A TURKISH court has sentenced a former military commander to life in prison and dozens of others including opposition MPs to long terms for plotting against the government, in a case that has exposed deep divisions in the country.

Retired military chief of staff General Ilker Basbug was sentenced to life yesterday for his role in the Ergenekon conspiracy to overthrow the government of Prime Minister Tayyip Erdogan.

Announcing verdicts on the nearly 300 defendants in the case, the judges also sentenced three serving parliamentarians from the opposition Republican People's Party (CHP) to between 12 and 35 years in prison.

Earlier, security forces fired tear gas in fields around the courthouse in the Silivri jail complex, west of Istanbul, as defendants' supporters gathered to protest against the five-year trial, a landmark case in the decade-long battle between Mr Erdogan and the secularist establishment.

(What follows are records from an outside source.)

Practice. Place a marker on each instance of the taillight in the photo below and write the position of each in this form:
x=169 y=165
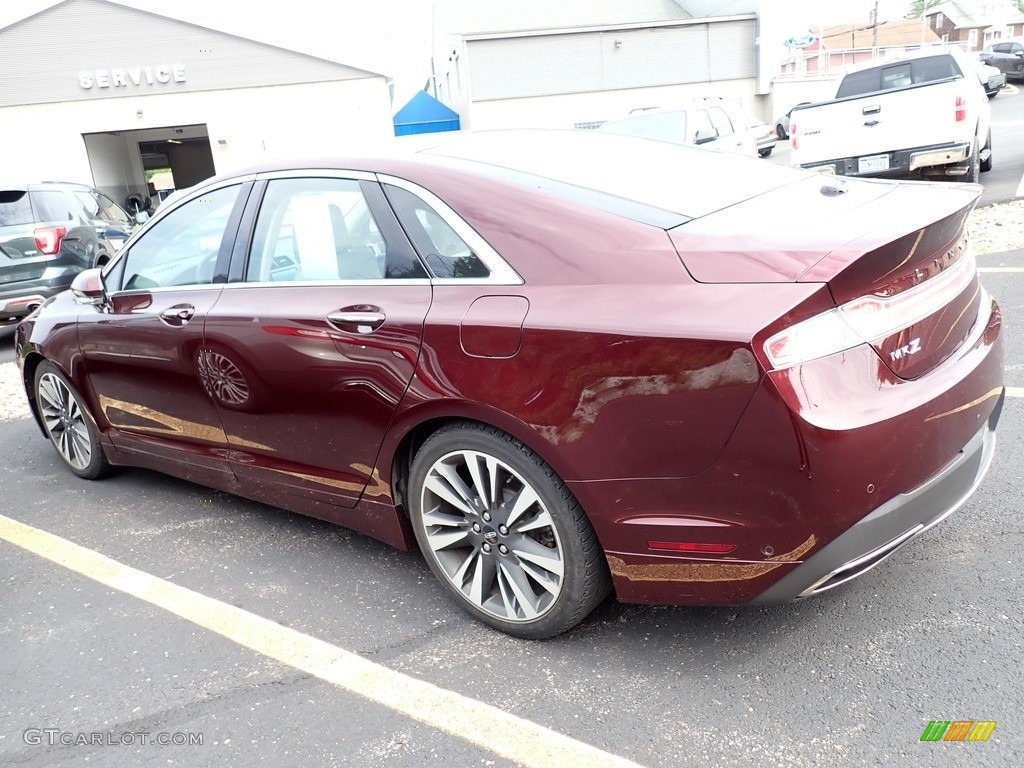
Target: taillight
x=48 y=239
x=867 y=318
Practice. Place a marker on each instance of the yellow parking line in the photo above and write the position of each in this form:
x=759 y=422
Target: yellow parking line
x=489 y=728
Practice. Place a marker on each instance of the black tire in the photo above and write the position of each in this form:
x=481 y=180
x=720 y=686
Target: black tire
x=505 y=576
x=974 y=164
x=69 y=424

Prosecutors say an alleged network of secular arch-nationalists, code-named Ergenekon, pursued extra-judicial killings and bombings in order to trigger a military coup, an example of the anti-democratic forces which Mr Erdogan says his Islamist-rooted AK Party has fought to stamp out.

Critics, including the main opposition party, have said the charges are trumped up, aimed at stifling opposition and taming the secularist establishment.